Posted: Sept. 26, 2013

STILL VOTING LIKE IT'S 1999 

By Celia Cohen
Grapevine Political Writer

Delaware elections are not run by Rube Goldberg. It only looks that way.

Goldberg was the cartoonist famous for thinking up contraptions that demanded complexity when simplicity would do. So it is with the administration of the state's election law.

It is a jerry-built, jury-rigged and Delaware-made classic, a hodgepodge with crisscrossing lines of authority where everybody is in charge and nobody reports to anybody, state and county offices are involved, and the Democrats and the Republicans get equal say.

It is a miracle of democracy anybody gets elected around here. It is also probably a legislative felony there has not been any attempt to straighten it out -- until now.

An election law task force, created by the General Assembly, had its first working session Thursday at the election training facility and warehouse in New Castle.

Not even a half-hour into the meeting, the task force decided the current structure ought to go.

Organizationally there is an election commissioner, appointed by the governor and confirmed by the state Senate, but the commissioner does not hire the director and deputy director in all three counties. They are appointed by county election boards, split evenly between the two parties, with the director from the same party as the governor and the deputy director from the other party.

Oh, and the election departments in New Castle County, Kent County and Sussex County are staffed by state employees.

"They call us the Department of Elections, but really, we have four separate budgets, and we are four separate agencies.

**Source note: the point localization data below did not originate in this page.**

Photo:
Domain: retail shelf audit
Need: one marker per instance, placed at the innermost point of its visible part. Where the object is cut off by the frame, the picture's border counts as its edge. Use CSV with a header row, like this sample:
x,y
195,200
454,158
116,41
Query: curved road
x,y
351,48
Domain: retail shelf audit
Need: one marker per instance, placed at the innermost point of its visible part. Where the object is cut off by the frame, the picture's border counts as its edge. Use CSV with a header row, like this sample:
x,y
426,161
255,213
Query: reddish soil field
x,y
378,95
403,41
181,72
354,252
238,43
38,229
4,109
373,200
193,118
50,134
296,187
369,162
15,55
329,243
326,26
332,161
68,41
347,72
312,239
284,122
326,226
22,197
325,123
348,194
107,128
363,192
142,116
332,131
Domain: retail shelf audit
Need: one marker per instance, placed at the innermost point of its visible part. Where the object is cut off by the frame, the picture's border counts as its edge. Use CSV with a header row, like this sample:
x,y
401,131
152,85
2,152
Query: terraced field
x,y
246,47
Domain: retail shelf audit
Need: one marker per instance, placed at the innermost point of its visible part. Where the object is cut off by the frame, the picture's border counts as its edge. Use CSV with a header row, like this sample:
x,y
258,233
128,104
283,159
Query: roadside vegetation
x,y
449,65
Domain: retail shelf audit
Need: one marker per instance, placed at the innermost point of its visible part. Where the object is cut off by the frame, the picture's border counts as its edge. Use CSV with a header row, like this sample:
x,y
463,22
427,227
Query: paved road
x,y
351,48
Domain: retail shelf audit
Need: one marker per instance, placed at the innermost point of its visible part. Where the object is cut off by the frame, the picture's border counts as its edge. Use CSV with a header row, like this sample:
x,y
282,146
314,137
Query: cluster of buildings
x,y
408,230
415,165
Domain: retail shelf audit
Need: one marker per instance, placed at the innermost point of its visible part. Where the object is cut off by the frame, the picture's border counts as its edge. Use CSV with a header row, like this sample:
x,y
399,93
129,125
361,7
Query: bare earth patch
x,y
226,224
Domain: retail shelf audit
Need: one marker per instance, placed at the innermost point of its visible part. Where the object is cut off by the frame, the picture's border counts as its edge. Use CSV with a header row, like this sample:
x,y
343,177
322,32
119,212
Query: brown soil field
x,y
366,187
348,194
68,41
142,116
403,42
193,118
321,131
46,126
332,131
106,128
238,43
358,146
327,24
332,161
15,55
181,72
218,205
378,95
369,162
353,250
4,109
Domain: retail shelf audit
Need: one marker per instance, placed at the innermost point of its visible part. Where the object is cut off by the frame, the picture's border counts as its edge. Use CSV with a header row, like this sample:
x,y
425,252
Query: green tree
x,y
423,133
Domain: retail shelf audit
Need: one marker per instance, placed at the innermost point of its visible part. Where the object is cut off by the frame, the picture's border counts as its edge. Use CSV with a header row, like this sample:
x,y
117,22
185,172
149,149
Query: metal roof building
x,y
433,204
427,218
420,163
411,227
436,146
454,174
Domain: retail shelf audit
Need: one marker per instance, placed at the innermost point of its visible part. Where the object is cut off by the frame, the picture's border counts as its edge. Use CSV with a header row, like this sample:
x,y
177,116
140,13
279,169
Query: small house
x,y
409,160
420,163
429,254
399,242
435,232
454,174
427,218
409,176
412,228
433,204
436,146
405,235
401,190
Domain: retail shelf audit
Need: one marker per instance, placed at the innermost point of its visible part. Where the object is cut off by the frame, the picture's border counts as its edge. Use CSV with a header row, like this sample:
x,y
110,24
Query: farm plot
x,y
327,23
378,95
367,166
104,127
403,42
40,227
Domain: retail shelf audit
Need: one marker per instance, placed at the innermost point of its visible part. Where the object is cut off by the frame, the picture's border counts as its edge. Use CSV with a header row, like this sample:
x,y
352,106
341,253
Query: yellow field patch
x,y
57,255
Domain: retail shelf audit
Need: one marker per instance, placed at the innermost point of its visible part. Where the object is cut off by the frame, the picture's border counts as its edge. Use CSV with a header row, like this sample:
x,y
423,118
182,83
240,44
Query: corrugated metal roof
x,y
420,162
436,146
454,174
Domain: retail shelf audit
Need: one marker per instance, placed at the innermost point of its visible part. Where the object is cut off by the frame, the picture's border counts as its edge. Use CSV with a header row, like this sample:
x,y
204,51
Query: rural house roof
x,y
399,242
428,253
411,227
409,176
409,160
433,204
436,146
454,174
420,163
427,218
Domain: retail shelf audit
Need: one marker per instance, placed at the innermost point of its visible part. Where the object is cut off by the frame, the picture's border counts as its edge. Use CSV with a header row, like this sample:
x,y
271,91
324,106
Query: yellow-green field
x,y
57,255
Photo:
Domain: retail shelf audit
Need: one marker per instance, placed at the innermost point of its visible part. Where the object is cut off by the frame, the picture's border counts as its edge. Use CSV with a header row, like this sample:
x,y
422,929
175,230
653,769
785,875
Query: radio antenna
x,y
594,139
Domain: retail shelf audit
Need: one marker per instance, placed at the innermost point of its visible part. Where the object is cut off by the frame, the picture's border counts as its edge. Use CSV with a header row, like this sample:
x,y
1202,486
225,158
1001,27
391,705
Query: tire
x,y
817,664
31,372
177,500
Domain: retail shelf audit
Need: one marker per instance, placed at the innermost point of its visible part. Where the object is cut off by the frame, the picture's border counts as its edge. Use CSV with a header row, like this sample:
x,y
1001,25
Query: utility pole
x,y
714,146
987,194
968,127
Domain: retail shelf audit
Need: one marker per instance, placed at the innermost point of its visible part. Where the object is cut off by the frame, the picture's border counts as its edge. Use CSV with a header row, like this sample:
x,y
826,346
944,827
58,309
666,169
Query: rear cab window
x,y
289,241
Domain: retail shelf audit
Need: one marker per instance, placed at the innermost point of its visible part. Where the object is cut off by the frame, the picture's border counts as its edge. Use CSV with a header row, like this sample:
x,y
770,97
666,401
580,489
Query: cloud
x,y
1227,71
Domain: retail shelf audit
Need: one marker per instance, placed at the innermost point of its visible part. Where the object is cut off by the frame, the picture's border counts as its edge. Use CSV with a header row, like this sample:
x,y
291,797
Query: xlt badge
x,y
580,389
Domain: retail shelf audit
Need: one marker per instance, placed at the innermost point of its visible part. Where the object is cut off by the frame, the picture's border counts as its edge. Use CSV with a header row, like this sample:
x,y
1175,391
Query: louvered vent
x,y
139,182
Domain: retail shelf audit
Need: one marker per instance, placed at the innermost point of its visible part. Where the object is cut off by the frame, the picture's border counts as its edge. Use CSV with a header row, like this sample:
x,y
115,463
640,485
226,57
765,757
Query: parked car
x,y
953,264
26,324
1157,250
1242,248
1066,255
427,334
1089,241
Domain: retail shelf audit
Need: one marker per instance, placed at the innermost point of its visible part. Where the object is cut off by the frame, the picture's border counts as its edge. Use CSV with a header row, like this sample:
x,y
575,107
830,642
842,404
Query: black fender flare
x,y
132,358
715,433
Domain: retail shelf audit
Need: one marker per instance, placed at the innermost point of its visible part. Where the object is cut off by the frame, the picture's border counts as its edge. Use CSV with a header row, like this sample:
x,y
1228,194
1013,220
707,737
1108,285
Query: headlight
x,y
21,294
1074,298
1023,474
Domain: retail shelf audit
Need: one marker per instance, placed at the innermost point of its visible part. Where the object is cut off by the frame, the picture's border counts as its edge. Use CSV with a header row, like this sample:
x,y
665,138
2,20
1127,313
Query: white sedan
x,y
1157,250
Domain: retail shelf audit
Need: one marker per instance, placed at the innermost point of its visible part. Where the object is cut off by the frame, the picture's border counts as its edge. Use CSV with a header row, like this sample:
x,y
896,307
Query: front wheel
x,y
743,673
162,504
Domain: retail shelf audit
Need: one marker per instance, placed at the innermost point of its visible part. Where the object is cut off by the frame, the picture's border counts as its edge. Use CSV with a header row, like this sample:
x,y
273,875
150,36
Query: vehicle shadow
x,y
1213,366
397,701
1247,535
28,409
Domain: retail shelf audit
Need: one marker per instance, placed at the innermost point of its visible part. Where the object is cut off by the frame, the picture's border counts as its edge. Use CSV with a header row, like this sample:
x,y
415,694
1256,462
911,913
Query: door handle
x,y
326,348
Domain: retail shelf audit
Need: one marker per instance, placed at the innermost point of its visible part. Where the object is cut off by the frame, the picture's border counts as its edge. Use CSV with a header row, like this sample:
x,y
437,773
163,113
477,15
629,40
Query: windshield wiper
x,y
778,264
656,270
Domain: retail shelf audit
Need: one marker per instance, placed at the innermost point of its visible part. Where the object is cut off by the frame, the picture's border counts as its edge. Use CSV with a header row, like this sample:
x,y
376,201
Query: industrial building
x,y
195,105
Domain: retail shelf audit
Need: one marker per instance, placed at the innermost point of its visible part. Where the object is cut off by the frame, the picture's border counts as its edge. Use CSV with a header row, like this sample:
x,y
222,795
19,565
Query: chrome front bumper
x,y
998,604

We do mostly work through it, but it's a convoluted system," said Elaine Manlove, the election commissioner who is chairing the task force.

Reconstituting the chain of authority would be the biggest change in elections here since the electronic voting machines were introduced statewide in 1996.

The way it is now, it is a last gasp of the old commission system. It used to be that a sprawl of boards and commissioners ran the state's administrative functions -- the highways, the state police, mosquito control, whatever -- until 1970, when it was replaced by a Cabinet reporting to the governor, although vestiges remain here and there.

"It makes no sense that the counties don't report to the election commissioner. I come from the military," said Earl Jaques, a Democratic state representative on the task force and a retired colonel from the Delaware Air National Guard.

"There definitely needs to be consolidation," said Colin Bonini, a Republican state senator on the task force.

"Just the smallness of Delaware, to me that makes sense," said Margaret Rose Henry, the state Senate's Democratic majority whip who is also on the task force.

The form the restructuring might take was left for another meeting, although it certainly sounded as though the county boards might not be long for this world. The task force has until March to complete its review, anticipated to be the basis for legislation.

The task force has plenty more to study, and it has drawn a wily assemblage of veterans of election law wars as participants, including four legislators and five lawyers.

Take Henry, for example. She is a walking, talking testament to the peculiarities of the election law.

The Republicans drafted Henry, even though she was a Democrat, to run in a special election in 1994. After she won, they had to go to court to keep her on their ballot to run for re-election. It had to do with a blackout period in the law preventing her from re-registering as a Republican. Henry caucused for a time with the Republicans but eventually switched sides of the aisle.

Then there is Bonini. He is entertaining thoughts of using a loophole in the election law to run simultaneously for re-election and for state treasurer in 2014, although he could only hold one office if he won both (or neither if he lost both.) A couple of Libertarians actually did file dual candidacies in 2012, although being Libertarians, they went virtually unnoticed.

In the room there were also Betsy Maron, counsel to the Democratic Party, and Richard "Shark" Forsten, counsel to the Republican Party. Both of them have a storied history in the election law fray.

Most recently, they were on opposite sides of the court case that allowed the Republicans to substitute Brian Pettyjohn as their state Senate candidate for Eric Bodenweiser, who bailed off the ballot in 2012 as he was about to be indicted for child sex crimes. Pettyjohn is a senator, and Bodenweiser is still awaiting his day in court.

It just about goes without saying the election law can use a comprehensive overhaul, beyond the departmental structure.

All change costs something, though, and in Delaware's overwhelmingly Democratic environment, Bonini managed a little wry nostalgia for the county election boards, as politically balanced as they are anachronistic.

"It's the only place we're even," Bonini quipped.